То, что случилось, — это не ссора и даже не размолвка. Те раны заживали бесследно. Шрам от нынешней ночи останется навсегда, как и память о ней. Смогут ли они жить с этим шрамом? Билл знал: вскоре появятся вопросы. Ужасающие, разрывающие душу вопросы, которые задаешь своему разбитому сердцу. А пока, собираясь будить заспавшуюся Холли, Бекка спросила его только об одном:
— Это кончилось?
Вертолет начал стремительно подниматься, влившись в панораму Гонконга. Гигантским насекомым проплыл он мимо «Бэнк оф Чайна» — рукотворной скалы из стекла и стали. А впереди разворачивалась зубчатка других знаменитых гонконгских небоскребов. Некоторые из них по высоте достигали почти середины пика Виктория. Его зеленую вершину окаймляло ожерелье из жемчужного тумана. Выше тумана, в синеве небес, парили орлы.
В панораме Гонконга не было и примеси сентиментальной тоски по «старым добрым временам». Если величественные здания шанхайского Бунда смотрелись осколком несбывшейся колониальной мечты, в Гонконге всегда присутствовал трезвый практицизм.

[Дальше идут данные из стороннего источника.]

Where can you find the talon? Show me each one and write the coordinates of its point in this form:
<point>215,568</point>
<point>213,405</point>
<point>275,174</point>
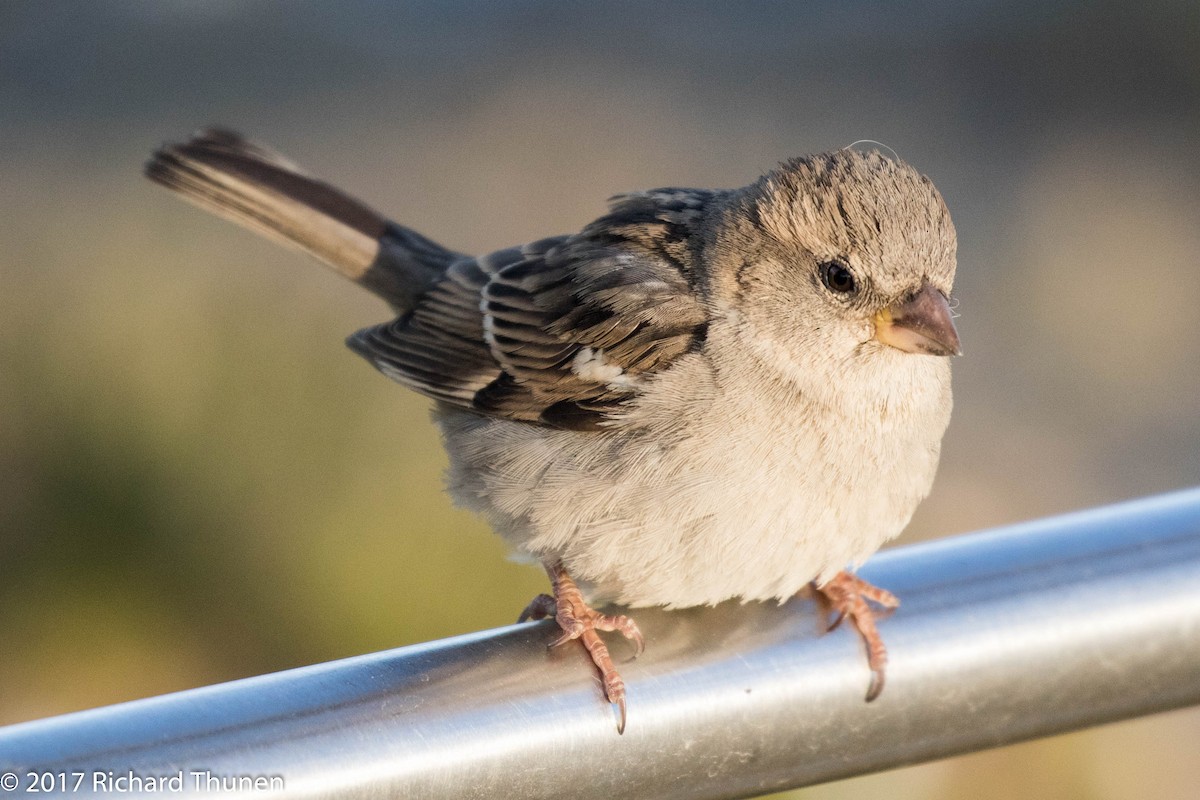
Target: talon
<point>849,595</point>
<point>876,685</point>
<point>580,621</point>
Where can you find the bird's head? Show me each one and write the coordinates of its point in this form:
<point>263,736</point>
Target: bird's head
<point>839,263</point>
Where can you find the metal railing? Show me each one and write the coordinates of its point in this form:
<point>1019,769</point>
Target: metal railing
<point>1007,635</point>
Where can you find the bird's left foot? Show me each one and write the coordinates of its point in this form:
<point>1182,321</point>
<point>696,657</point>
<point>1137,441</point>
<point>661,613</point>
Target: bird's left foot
<point>847,595</point>
<point>581,621</point>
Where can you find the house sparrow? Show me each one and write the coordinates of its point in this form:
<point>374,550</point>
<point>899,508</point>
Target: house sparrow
<point>703,395</point>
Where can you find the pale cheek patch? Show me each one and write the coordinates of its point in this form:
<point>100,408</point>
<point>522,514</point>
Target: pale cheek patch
<point>591,365</point>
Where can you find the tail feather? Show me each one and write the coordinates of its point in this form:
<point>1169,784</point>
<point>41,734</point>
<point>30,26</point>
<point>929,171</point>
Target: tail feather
<point>257,187</point>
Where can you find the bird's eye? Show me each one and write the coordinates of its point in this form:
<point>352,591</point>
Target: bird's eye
<point>838,277</point>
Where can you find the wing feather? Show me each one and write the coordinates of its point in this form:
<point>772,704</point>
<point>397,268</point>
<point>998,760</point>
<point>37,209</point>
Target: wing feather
<point>559,331</point>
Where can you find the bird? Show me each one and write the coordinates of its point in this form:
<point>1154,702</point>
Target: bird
<point>702,395</point>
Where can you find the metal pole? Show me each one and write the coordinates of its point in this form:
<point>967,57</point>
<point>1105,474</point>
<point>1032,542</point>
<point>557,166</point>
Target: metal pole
<point>1008,635</point>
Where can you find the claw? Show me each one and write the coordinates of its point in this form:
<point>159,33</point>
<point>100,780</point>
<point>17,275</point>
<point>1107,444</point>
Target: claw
<point>580,621</point>
<point>849,595</point>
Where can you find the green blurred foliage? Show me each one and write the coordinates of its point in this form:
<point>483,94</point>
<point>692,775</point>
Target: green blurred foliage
<point>198,482</point>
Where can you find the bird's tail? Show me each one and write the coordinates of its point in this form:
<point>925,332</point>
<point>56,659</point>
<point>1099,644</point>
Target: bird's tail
<point>253,186</point>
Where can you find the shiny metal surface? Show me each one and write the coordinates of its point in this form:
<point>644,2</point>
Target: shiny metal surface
<point>1002,636</point>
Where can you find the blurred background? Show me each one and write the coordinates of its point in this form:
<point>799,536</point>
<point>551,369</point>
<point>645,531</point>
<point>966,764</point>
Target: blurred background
<point>198,482</point>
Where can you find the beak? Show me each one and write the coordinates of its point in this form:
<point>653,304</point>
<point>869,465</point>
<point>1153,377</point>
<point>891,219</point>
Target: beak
<point>919,324</point>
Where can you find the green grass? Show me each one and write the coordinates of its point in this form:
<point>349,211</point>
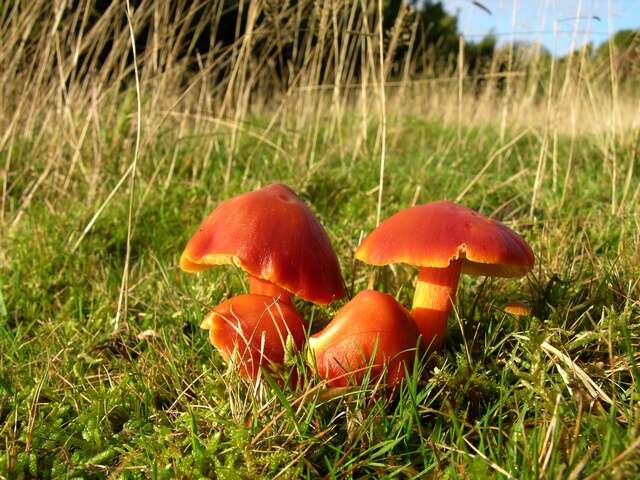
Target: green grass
<point>78,400</point>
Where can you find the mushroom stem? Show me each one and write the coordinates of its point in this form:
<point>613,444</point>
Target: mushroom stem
<point>432,300</point>
<point>258,286</point>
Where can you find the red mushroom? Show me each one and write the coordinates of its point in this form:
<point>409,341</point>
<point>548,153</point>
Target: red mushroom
<point>276,239</point>
<point>257,329</point>
<point>371,330</point>
<point>444,240</point>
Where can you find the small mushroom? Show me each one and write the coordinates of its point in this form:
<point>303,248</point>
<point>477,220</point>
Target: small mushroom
<point>517,309</point>
<point>272,235</point>
<point>372,330</point>
<point>256,328</point>
<point>444,240</point>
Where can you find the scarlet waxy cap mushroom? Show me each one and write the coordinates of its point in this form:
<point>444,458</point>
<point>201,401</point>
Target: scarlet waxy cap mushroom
<point>371,330</point>
<point>257,328</point>
<point>517,309</point>
<point>444,240</point>
<point>272,235</point>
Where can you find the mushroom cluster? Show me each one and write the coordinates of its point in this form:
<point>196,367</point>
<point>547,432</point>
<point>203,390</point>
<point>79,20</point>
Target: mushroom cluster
<point>272,235</point>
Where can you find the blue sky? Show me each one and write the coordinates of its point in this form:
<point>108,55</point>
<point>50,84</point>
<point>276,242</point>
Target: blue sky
<point>536,20</point>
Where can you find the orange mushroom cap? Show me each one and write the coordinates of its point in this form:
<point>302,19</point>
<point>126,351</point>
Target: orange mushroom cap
<point>372,329</point>
<point>437,233</point>
<point>272,235</point>
<point>256,327</point>
<point>517,309</point>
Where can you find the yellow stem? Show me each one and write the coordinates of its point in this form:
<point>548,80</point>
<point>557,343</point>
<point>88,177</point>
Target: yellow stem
<point>432,300</point>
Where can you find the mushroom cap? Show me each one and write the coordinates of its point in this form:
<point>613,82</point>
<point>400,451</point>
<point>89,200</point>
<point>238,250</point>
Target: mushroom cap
<point>437,233</point>
<point>256,328</point>
<point>373,329</point>
<point>272,235</point>
<point>517,309</point>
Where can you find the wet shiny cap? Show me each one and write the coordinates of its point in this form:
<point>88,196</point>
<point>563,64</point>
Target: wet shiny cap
<point>437,233</point>
<point>271,234</point>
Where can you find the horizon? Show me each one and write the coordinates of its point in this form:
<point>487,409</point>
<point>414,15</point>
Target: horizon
<point>558,26</point>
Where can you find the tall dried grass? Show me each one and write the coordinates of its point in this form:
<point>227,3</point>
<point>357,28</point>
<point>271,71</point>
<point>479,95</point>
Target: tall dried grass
<point>68,113</point>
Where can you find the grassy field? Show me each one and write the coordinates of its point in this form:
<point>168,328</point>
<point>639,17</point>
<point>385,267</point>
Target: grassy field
<point>105,373</point>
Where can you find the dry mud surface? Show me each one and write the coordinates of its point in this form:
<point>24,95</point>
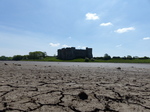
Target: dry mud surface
<point>49,87</point>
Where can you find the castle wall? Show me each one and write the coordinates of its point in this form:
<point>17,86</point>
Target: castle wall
<point>72,53</point>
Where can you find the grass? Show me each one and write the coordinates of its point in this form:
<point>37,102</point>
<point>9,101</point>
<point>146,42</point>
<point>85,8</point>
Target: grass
<point>54,59</point>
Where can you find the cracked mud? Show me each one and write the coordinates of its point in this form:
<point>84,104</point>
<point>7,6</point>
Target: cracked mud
<point>36,87</point>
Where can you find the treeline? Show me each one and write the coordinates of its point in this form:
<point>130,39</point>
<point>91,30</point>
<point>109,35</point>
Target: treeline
<point>39,55</point>
<point>129,57</point>
<point>31,56</point>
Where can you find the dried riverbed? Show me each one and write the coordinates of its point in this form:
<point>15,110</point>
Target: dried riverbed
<point>57,87</point>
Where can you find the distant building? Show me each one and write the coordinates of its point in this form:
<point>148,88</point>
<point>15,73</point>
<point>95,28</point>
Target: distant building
<point>72,53</point>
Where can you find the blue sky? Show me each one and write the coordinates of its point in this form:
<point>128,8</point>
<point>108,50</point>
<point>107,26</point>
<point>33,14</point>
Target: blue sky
<point>116,27</point>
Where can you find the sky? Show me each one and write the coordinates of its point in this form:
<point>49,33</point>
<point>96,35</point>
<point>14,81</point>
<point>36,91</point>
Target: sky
<point>115,27</point>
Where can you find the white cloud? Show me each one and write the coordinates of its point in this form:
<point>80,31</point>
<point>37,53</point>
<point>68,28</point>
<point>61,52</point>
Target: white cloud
<point>65,45</point>
<point>146,38</point>
<point>54,45</point>
<point>123,30</point>
<point>91,16</point>
<point>106,24</point>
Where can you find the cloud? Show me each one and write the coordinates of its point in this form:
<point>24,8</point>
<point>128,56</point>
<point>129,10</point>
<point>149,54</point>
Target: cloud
<point>123,30</point>
<point>81,47</point>
<point>106,24</point>
<point>146,38</point>
<point>54,45</point>
<point>91,16</point>
<point>65,45</point>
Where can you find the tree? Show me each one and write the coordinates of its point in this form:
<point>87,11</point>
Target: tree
<point>129,57</point>
<point>107,57</point>
<point>37,55</point>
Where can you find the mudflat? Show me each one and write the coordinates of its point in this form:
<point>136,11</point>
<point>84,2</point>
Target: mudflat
<point>74,87</point>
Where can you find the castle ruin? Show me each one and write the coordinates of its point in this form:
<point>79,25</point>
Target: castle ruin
<point>72,53</point>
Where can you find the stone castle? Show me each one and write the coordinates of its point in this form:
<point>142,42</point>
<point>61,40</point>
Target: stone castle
<point>72,53</point>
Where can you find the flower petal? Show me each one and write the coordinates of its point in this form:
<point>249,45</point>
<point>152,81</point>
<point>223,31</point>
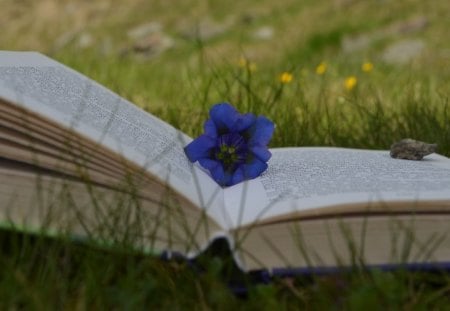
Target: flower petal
<point>244,122</point>
<point>210,128</point>
<point>261,152</point>
<point>199,148</point>
<point>224,117</point>
<point>261,132</point>
<point>254,168</point>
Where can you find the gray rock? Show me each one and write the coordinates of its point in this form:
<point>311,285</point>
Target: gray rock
<point>403,52</point>
<point>144,30</point>
<point>85,40</point>
<point>153,44</point>
<point>264,33</point>
<point>410,149</point>
<point>206,29</point>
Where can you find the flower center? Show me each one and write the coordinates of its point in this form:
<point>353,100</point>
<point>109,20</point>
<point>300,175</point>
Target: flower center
<point>231,150</point>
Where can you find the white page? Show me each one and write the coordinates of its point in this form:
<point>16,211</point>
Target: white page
<point>53,90</point>
<point>306,178</point>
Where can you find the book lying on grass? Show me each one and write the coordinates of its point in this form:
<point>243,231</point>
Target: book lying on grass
<point>77,159</point>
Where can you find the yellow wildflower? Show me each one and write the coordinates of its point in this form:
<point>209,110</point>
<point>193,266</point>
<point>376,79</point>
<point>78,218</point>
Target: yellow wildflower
<point>367,67</point>
<point>286,77</point>
<point>350,83</point>
<point>321,68</point>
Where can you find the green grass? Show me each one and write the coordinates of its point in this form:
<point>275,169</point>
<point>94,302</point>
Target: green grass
<point>389,103</point>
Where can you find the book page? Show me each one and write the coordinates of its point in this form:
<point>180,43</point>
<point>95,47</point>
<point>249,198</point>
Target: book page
<point>306,178</point>
<point>59,93</point>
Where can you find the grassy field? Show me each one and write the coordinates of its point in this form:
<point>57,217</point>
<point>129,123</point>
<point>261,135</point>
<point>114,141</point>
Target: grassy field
<point>344,73</point>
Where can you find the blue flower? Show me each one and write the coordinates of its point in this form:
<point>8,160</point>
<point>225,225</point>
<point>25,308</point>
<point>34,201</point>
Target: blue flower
<point>233,147</point>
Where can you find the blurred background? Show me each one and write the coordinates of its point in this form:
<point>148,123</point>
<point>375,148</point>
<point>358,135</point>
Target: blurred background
<point>391,31</point>
<point>161,53</point>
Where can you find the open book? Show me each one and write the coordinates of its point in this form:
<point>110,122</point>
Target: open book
<point>76,158</point>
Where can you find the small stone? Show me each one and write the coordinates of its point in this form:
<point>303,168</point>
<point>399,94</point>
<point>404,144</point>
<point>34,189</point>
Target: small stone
<point>410,149</point>
<point>264,33</point>
<point>144,30</point>
<point>403,52</point>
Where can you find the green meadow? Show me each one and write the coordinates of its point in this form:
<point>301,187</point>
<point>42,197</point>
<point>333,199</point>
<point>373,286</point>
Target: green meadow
<point>346,73</point>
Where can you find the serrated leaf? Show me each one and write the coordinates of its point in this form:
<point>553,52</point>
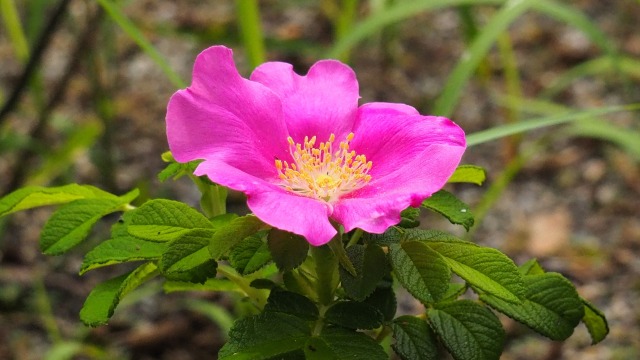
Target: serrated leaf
<point>287,250</point>
<point>35,196</point>
<point>250,255</point>
<point>370,264</point>
<point>468,174</point>
<point>447,205</point>
<point>291,303</point>
<point>392,235</point>
<point>210,285</point>
<point>265,336</point>
<point>343,344</point>
<point>165,220</point>
<point>409,218</point>
<point>187,258</point>
<point>227,236</point>
<point>103,299</point>
<point>71,223</point>
<point>325,264</point>
<point>420,270</point>
<point>454,291</point>
<point>354,315</point>
<point>484,268</point>
<point>468,330</point>
<point>383,299</point>
<point>551,306</point>
<point>414,339</point>
<point>595,321</point>
<point>120,250</point>
<point>531,267</point>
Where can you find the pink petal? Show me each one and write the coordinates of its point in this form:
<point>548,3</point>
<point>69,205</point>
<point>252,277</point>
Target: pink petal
<point>413,156</point>
<point>389,136</point>
<point>225,117</point>
<point>377,206</point>
<point>324,101</point>
<point>274,205</point>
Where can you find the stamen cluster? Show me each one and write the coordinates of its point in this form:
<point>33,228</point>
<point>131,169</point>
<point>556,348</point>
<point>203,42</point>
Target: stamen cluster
<point>321,173</point>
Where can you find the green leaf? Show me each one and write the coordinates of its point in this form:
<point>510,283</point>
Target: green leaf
<point>551,306</point>
<point>104,298</point>
<point>414,339</point>
<point>383,299</point>
<point>447,205</point>
<point>343,344</point>
<point>211,285</point>
<point>410,218</point>
<point>265,336</point>
<point>250,255</point>
<point>354,315</point>
<point>291,303</point>
<point>420,270</point>
<point>468,174</point>
<point>595,321</point>
<point>120,250</point>
<point>70,225</point>
<point>227,236</point>
<point>454,291</point>
<point>187,258</point>
<point>484,268</point>
<point>165,220</point>
<point>288,250</point>
<point>35,196</point>
<point>392,235</point>
<point>468,330</point>
<point>531,267</point>
<point>370,264</point>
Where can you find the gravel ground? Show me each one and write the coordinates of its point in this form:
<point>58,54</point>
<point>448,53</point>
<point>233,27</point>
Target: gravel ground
<point>574,205</point>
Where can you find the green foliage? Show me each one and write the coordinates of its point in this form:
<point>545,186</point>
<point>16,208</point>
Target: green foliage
<point>104,298</point>
<point>370,265</point>
<point>287,250</point>
<point>414,339</point>
<point>484,268</point>
<point>165,220</point>
<point>551,306</point>
<point>342,344</point>
<point>36,196</point>
<point>420,270</point>
<point>447,205</point>
<point>354,315</point>
<point>187,258</point>
<point>468,330</point>
<point>468,174</point>
<point>250,255</point>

Город счастливо избежал власти какой-либо идеологии; из всех богов он поклонялся лишь богу денег. Даже сейчас, отойдя под власть континентального Китая, Гонконг все еще оставался для остальных китайских городов недосягаемой мечтой.
Они летели в Макао: Билл, Шейн, Митч, Нэнси, оба немца из «Дойче Монде» и председатель Сунь. Пилот-австралиец скороговоркой произнес по местному радио какое-то сообщение. Вертолет накренил нос, повернул на запад и полетел над акваторией порта. Многочисленные джонки выглядели серыми щепками. Поодаль двигался массивный круизный лайнер. Между Коулунем и Гонконгским островом сновали юркие бело-зеленые паромы.
Вскоре Гонконг остался позади. Внизу не было ничего, кроме простора Южно-Китайского моря и рыбачьих лодок. Такие же лодки плавали здесь и сто, и двести, и пятьсот лет назад. Правда, тогда их видели сверху только птицы. Суденышки то выныривали из тумана, словно корабли-призраки, то снова исчезали.
Желтые восковые затычки для ушей ненамного ослабляли гудение вертолетных моторов. Удивительно, но вскоре шум сделался привычным, и Билл перестал его замечать. Шум избавлял от разговоров, оставляя каждого наедине со своими мыслями.
В последние дни Билл жил одной мыслью. Она будила его среди ночи, и тогда он лежал с открытыми глазами, слушая дыхание спящей Бекки.
«Это кончилось?»
Такой вопрос задала ему Бекка в утро их «примирения». Да, у него с Цзинь-Цзинь все кончилось. Билл знал, что не сможет оставить жену и дочь, зато Бекка могла бросить его при малейшем подозрении.
«Это кончилось?» Внешне это кончилось. Но внутри это продолжало жить. Билл не мог вытравить из памяти красные фонарики в ночь празднования китайского Нового года, каток в парке, желтую куртку Цзинь-Цзинь и ее улыбающееся, счастливое лицо. Пока он жив, эти воспоминания останутся с ним.
«Это кончилось?» Он, возможно, никогда больше не увидит Цзинь-Цзинь, и все равно это не кончится. Она может выйти замуж, и у нее появится еще один ребенок, но и тогда это не кончится.